Monday, October 29, 2007

September 2007 Commentary for the MIRZAM CAPITAL APPRECIATION FUND

Last month we wrote a couple of paragraphs on Dell Computers. To clarify, it is not our intention to badmouth anyone in particular. Rather, we want to illustrate a point with reference to some real numbers that are readily available in SEC filings. Unfortunately, at times these numbers reflect unfavorably on the entity that publishes them. This is certainly the case with the topic under scrutiny this month. To keep our focus on the issues rather than on a particular company, we will hide the identity of the company in question behind the pseudonym, "Enigma."

If you believe management's earnings announcements and the subsequent media reports, "Enigma" is a very profitable company. Skeptical as we always are, we pulled the company's SEC filings, and in particular the balance sheet. Surprisingly, "Enigma's" balance sheet reports an "Accumulated Deficit" of $617 million. In other words, the company has not been profitable since the day it was formed. It has also never paid a penny in dividends to shareholders. Believe it or not, "Enigma" has a market capitalization in excess of $150 billion. Yes, billion with a "b."

What happened to the widely published profits of "Enigma"? First, understand that management has been very generous in handing out stock options to employees in lieu of cash wages. This practice created the illusion of profitability and left management with a choice: pay dividends or buy back stock. Management chose the latter. You see, it had to deal with a ballooning share count, the inevitable result of issuing approximately 1.8 billion shares to employees who cashed in their stock options. Unfortunately, management ran out of profits after buying back approximately 1.5 billion shares. In fact, management appropriated all the profits the company ever earned, plus another $617 million as it helped employees turn their paper wages (options) into cash wages (the buybacks).

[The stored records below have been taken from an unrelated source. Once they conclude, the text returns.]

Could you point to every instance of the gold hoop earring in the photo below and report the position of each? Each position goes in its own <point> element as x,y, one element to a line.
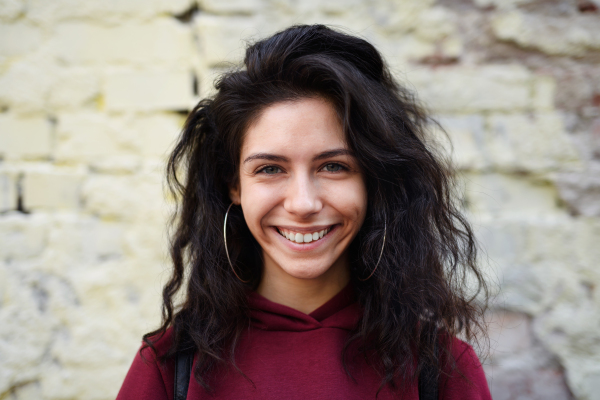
<point>380,254</point>
<point>225,240</point>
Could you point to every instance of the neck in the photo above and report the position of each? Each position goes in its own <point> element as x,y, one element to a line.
<point>305,295</point>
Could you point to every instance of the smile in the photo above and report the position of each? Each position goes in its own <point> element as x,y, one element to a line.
<point>298,237</point>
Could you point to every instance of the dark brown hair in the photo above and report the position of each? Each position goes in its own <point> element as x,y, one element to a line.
<point>419,290</point>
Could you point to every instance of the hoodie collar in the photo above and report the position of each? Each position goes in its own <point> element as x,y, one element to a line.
<point>341,311</point>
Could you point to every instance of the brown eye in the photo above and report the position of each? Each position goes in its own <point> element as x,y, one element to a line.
<point>333,167</point>
<point>270,170</point>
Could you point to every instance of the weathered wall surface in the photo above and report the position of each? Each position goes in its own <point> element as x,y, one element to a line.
<point>92,94</point>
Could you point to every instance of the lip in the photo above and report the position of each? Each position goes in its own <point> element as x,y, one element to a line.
<point>302,247</point>
<point>310,229</point>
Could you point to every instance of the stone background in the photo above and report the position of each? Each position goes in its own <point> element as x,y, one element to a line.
<point>93,93</point>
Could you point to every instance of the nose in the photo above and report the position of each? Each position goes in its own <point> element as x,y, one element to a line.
<point>303,197</point>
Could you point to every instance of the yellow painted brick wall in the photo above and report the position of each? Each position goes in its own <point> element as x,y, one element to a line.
<point>93,94</point>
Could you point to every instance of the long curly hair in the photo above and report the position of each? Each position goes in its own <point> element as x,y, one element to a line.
<point>427,285</point>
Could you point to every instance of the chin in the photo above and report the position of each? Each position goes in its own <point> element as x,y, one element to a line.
<point>305,271</point>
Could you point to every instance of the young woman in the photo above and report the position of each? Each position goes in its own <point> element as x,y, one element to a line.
<point>318,245</point>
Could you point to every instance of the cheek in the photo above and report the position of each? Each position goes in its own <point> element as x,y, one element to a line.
<point>353,202</point>
<point>257,201</point>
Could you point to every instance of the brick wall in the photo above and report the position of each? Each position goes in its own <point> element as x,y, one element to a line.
<point>93,93</point>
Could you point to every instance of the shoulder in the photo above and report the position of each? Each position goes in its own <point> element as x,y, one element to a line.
<point>463,377</point>
<point>148,378</point>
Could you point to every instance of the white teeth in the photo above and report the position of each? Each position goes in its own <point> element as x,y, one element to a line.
<point>303,238</point>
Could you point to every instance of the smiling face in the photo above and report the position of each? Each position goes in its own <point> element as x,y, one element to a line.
<point>301,190</point>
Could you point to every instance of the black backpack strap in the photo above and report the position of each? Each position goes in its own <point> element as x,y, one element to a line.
<point>183,371</point>
<point>428,379</point>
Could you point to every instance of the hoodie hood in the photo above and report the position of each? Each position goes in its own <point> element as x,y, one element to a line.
<point>341,311</point>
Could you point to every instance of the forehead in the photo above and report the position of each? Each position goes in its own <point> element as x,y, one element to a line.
<point>301,127</point>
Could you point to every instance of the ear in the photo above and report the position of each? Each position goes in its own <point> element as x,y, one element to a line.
<point>235,195</point>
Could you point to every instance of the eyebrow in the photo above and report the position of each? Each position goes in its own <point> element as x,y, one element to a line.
<point>320,156</point>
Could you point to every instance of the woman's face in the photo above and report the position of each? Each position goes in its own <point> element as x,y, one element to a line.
<point>301,190</point>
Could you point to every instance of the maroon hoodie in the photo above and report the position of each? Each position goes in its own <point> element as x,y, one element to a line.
<point>287,354</point>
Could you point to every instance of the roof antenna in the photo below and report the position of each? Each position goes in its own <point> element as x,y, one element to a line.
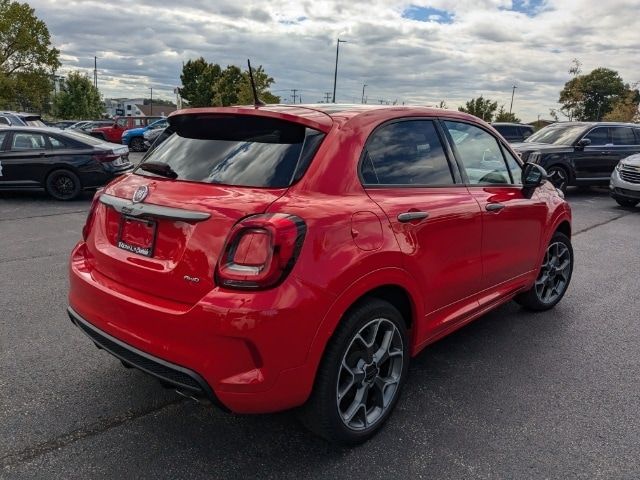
<point>256,101</point>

What shareholders need to understand is that these types of share repurchases or stock buybacks are nothing more than compensation in disguise. It works like this: You first inflate the share count by issuing stock to employees and then you scramble to mop up the dilution by buying back stock. At the end of the day, shareholders are no better off than they were prior to the stock issues and the subsequent buybacks. Consider the fact that "Enigma" still has another 1.4 billion options (23% of the current share count), coming down the pike. Why does this company command a $150-billion plus market capitalization when the repurchasing of stock issued to employees seems to be its sole purpose? Stated another way, since inception the company has distributed all the profits it ever earned to employees through a marvelously deceptive practice of stock base compensation.

Here's the truly bad part of the above story, which explains why we are reluctant to name and shame the company. "Enigma," as we dubbed this company, recently announced an increase in its share buyback program, saying, "Today's decision to increase its share buyback program allows the company to continue to return cash to shareholders."

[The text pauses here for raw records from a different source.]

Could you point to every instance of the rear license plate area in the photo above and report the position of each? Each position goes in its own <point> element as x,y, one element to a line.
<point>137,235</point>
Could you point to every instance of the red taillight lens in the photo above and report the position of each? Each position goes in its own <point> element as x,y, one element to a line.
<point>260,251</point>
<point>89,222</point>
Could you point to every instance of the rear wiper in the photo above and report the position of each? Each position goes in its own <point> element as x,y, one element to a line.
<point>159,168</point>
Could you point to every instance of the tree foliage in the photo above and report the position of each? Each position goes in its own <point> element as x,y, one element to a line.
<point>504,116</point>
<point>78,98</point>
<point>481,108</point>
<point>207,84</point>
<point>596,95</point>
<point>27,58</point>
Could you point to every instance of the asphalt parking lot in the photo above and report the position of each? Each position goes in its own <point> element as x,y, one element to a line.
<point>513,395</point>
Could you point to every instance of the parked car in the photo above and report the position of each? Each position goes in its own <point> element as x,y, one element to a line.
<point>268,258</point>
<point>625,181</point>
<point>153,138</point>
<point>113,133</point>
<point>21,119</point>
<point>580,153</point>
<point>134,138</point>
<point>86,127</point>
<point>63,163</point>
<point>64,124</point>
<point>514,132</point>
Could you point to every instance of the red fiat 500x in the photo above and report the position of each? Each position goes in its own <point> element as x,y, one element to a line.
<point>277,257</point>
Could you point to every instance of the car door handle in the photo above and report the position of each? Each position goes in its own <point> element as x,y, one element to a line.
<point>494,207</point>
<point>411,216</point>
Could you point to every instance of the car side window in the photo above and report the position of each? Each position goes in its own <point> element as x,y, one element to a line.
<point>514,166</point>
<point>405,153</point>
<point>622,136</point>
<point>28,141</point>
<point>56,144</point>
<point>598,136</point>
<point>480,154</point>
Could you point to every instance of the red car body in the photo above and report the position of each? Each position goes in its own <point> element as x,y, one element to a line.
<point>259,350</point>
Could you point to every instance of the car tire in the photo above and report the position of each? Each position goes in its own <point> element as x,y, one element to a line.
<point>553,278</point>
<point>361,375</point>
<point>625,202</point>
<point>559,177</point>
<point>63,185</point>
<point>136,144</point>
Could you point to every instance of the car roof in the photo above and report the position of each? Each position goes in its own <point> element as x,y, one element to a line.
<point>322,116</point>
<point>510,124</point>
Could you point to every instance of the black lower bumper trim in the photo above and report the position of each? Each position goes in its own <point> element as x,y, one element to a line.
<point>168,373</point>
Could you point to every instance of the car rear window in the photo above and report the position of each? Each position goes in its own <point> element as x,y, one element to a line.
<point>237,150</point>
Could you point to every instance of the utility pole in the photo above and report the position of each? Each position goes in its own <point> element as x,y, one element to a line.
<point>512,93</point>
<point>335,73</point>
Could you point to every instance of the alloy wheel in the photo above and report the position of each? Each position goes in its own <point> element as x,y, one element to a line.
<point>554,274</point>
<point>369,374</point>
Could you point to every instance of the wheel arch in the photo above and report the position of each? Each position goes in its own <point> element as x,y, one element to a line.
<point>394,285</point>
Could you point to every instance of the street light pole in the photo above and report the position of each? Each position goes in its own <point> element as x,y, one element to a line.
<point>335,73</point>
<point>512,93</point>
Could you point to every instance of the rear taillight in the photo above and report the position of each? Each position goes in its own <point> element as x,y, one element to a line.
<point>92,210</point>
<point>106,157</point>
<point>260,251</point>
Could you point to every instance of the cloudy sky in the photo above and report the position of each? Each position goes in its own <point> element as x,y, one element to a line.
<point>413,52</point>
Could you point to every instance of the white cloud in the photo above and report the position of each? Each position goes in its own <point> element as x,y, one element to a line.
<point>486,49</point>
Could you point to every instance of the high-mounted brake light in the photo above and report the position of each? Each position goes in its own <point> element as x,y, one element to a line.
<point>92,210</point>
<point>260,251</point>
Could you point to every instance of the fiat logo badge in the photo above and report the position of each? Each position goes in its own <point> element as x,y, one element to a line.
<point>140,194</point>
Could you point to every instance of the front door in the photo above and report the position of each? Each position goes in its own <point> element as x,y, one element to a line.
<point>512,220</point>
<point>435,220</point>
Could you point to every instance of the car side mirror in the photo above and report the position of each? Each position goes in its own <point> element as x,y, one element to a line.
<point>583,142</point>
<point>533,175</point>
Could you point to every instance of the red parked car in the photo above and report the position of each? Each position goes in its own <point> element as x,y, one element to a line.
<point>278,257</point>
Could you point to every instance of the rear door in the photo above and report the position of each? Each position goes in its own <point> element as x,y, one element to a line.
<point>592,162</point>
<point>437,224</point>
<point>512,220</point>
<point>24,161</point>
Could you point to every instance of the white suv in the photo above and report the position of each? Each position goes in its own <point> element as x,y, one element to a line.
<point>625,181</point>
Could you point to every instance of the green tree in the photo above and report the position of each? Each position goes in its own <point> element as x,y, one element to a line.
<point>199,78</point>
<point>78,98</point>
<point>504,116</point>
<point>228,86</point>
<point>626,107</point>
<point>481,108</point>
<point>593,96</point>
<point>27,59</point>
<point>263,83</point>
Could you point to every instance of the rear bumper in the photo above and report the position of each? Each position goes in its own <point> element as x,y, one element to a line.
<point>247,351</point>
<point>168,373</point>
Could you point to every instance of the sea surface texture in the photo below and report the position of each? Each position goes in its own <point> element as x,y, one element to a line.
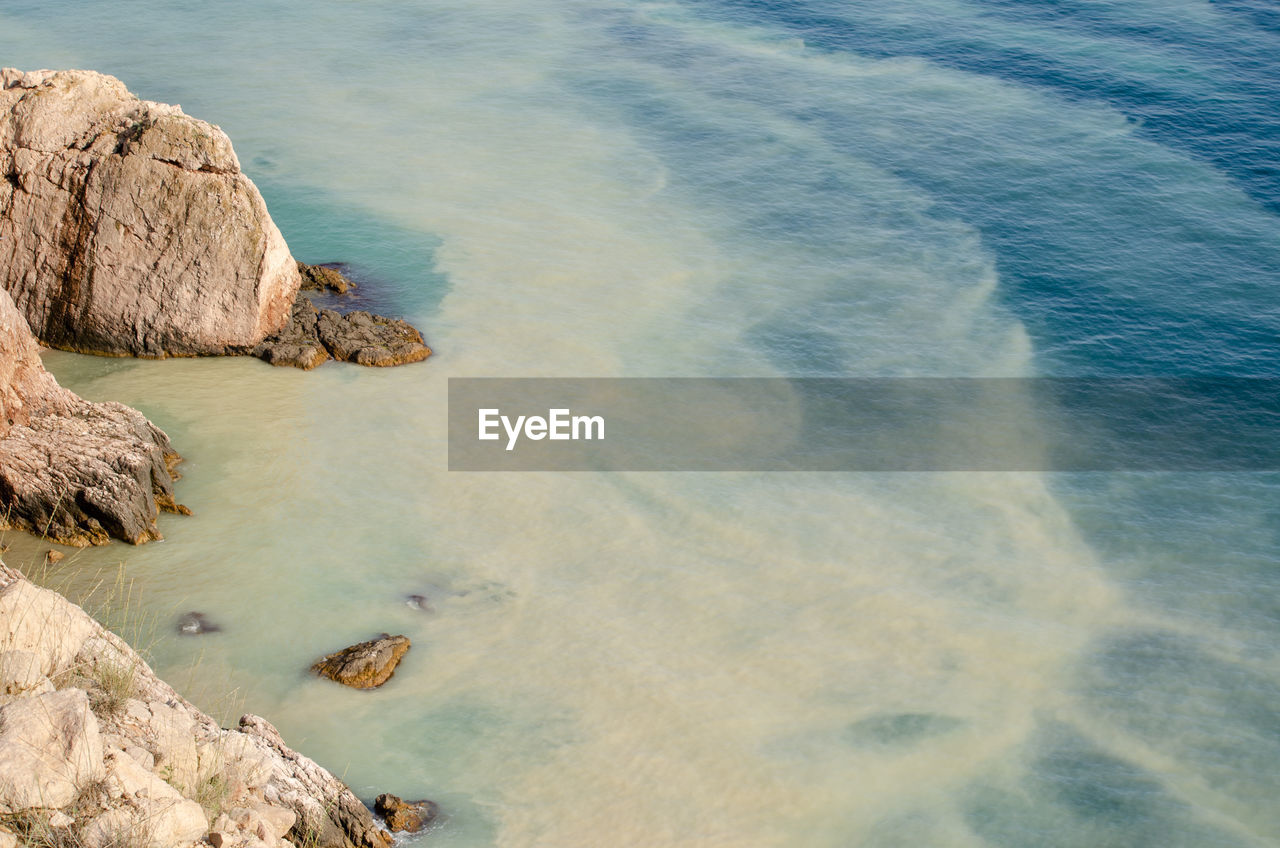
<point>731,188</point>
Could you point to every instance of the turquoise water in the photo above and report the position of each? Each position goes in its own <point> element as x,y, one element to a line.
<point>937,187</point>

The truth is nothing of the sort. The buyback program sends a signal that the company is setting aside sufficient funds to enable it to buy stock at any time employees wish to sell. This helping hand provides much needed price support, because insiders are constant sellers of company stock. (Stock options are not yet legal tender at the mall.) This circuitous route of compensating employees returns cash only to a select group of shareholders, namely the employees. The company gets away with this misrepresentation because of (1) the way the accounting works, (2) the difficulty of tracking the cash flow and (3) because of the myth so readily believed by all, including the regulators, that stock buybacks are good for shareholders. After all, they "return cash to shareholders." Properly analyzed, the claim that "Enigma" returns cash to shareholders when it buys back its stock is a boldface lie, but don't expect the SEC to call them on it. On the other hand, be careful what you post on a Yahoo! Message Board. Stick to the truth. The SEC is watching and ready to pounce.